First, lets load a few libraries we will need.
library(plyr)
library(dplyr)
##
## Attaching package: 'dplyr'
## The following objects are masked from 'package:plyr':
##
## arrange, count, desc, failwith, id, mutate, rename, summarise,
## summarize
## The following objects are masked from 'package:stats':
##
## filter, lag
## The following objects are masked from 'package:base':
##
## intersect, setdiff, setequal, union
library(haven)
library(ggplot2)
Now we load our IPUMS data from my professor’s github account.
ipums<-read_dta("https://github.com/coreysparks/data/blob/master/usa_00045.dta?raw=true")

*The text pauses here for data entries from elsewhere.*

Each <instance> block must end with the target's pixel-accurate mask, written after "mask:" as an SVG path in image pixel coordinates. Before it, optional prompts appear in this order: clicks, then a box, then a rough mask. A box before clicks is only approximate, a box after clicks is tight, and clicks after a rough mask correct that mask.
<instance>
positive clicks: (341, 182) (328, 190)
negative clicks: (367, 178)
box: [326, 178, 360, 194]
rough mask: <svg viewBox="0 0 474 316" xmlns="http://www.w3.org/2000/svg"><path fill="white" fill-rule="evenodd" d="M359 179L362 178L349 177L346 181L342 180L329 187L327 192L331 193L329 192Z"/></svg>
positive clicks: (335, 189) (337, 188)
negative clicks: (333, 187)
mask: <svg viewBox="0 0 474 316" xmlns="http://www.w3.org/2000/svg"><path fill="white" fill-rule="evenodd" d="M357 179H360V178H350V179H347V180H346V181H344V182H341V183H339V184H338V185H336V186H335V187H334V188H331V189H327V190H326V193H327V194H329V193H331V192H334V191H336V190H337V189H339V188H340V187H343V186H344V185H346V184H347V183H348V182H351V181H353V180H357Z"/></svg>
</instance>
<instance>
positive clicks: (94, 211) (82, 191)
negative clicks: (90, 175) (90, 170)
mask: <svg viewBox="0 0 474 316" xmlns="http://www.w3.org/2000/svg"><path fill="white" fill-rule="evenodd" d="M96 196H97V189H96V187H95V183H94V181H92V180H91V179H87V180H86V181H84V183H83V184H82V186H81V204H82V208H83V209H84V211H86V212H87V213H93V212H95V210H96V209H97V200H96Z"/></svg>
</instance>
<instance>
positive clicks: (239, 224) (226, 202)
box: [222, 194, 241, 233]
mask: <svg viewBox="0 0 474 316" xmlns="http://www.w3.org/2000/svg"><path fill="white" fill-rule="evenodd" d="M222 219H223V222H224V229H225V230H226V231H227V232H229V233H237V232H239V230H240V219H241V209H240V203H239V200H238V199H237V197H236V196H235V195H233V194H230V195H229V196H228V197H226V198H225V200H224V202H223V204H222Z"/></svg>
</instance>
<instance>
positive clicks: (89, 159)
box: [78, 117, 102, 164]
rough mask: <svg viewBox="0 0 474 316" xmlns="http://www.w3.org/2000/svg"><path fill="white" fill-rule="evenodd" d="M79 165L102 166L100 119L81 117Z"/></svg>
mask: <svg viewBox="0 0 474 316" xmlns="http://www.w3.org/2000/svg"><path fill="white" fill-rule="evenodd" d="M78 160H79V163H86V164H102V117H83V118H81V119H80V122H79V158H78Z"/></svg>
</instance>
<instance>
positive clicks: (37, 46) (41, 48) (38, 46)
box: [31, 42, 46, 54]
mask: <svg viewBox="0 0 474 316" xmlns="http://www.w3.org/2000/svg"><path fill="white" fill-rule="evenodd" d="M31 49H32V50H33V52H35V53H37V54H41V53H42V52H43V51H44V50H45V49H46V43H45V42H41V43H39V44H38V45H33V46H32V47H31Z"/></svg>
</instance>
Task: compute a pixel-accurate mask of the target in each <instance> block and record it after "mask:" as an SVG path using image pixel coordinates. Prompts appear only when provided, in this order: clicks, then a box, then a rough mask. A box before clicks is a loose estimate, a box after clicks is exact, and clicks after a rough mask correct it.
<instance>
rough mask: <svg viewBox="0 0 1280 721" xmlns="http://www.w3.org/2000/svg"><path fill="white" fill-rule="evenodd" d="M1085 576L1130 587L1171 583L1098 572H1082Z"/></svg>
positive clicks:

Here, we’d like to create a histogram of family size – but only for “household heads” (defined in the data as “ipums$relate==1”).
ipums %>%
filter(relate==1) %>%
ggplot() +
geom_histogram(aes(famsize))
## Don't know how to automatically pick scale for object of type labelled. Defaulting to continuous.
## `stat_bin()` using `bins = 30`. Pick better value with `binwidth`.
This looks pretty ugly. Let’s improve it by making our bins have the same width as the variable “famsize”" (that is, “famsize”" increases in increments of 1, so we can iterate our graph in the same increments for a smoother look):
ipums %>%
filter(relate==1) %>%
ggplot() +
geom_histogram(aes(famsize),binwidth = 1) +
xlab(label = "Family Size for Household Heads")
## Don't know how to automatically pick scale for object of type labelled. Defaulting to continuous.
Here, I have been asked to list summary stats for Foreign- and US-Born heads-of-households. I would like to know their mean family sizes, along with the standard deviation of this measurement. We’ve accomplished this by creating a new variable (“birthplace”), grouping by that new variable and then checking the mean and standard deviation of “famsize” accordingly.
ipums %>%
filter(relate==1) %>%
mutate(birthplace=ifelse(bpl<=120,"US_BORN","FOREIGN_BORN")) %>%
group_by(birthplace) %>%
summarise(mean_family_size=mean(famsize),sd=sd(famsize))
## # A tibble: 2 x 3
## birthplace mean_family_size sd
## <chr> <dbl> <dbl>
## 1 FOREIGN_BORN 2.934445 1.683525
## 2 US_BORN 2.290301 1.332221
Here we see that foreign-born heads-of-household tend to have slightly bigger families than US-born heads-of-household.
Here, I’ve been asked to create a histogram of the above two groups (Foreign Born vs. US Born). I’ve done this by running a histogram but using “facet_wrap” to separate by birthplace.
ipums %>%
filter(relate==1) %>%
mutate(birthplace=ifelse(bpl<=120,"US_BORN","FOREIGN_BORN")) %>%
group_by(birthplace) %>%
ggplot() +
geom_histogram(aes(famsize),binwidth = 1) +
facet_wrap(~birthplace) +
xlab("Family Size") +
ggtitle(label="Foreign-Born vs. US-Born Heads-of-Households by Family Size")
## Don't know how to automatically pick scale for object of type labelled. Defaulting to continuous.
Foreign-Born and US-Born seem very different, and this is largely because the population of Foreign-Born heads-of-households is much smaller than US Born heads-of-households.
Here, I run a box-and-whisker (boxplot) for the same data:
ipums %>%
filter(relate==1) %>%
mutate(birthplace=ifelse(bpl<=120,"US_BORN","FOREIGN_BORN")) %>%
ggplot()+
geom_boxplot(aes(x=birthplace,y=famsize))+
ggtitle(label="Family Size by Head-of-Household Place of Birth (Foreign or US-Born)")+
xlab("Place of Birth")+
ylab("Family Size")
## Don't know how to automatically pick scale for object of type labelled. Defaulting to continuous.
As you can see, the mean family size of foreign-born heads-of-households remains somewhat higher than US-born heads-of-households.
Here, I’ve been asked to plot the average size of the family versus the age of the head-of-household.
ipums %>%
filter(relate==1) %>%
group_by(famsize,age) %>%
summarise(mean_family_size=mean(famsize,na.rm=T)) %>%
ggplot()+
geom_point(aes(x=age,y=mean_family_size),size=.1)+
geom_smooth(aes(x=age,y=mean_family_size),method="loess")+
xlab("Age")+
ylab("Mean Family Size")+
ggtitle(label="Mean Family Size By Age of the Head-of-Household")
## Don't know how to automatically pick scale for object of type labelled. Defaulting to continuous.
From this plot, we can see that family size rises by the age of the head-of-household, until the late 40’s, when it begins to steadily decline. This is in line with the observations of family structure discussed in class: families tend to grow with age (through the childbearing years) while beginning to decline once the head-of-household becomes elderly.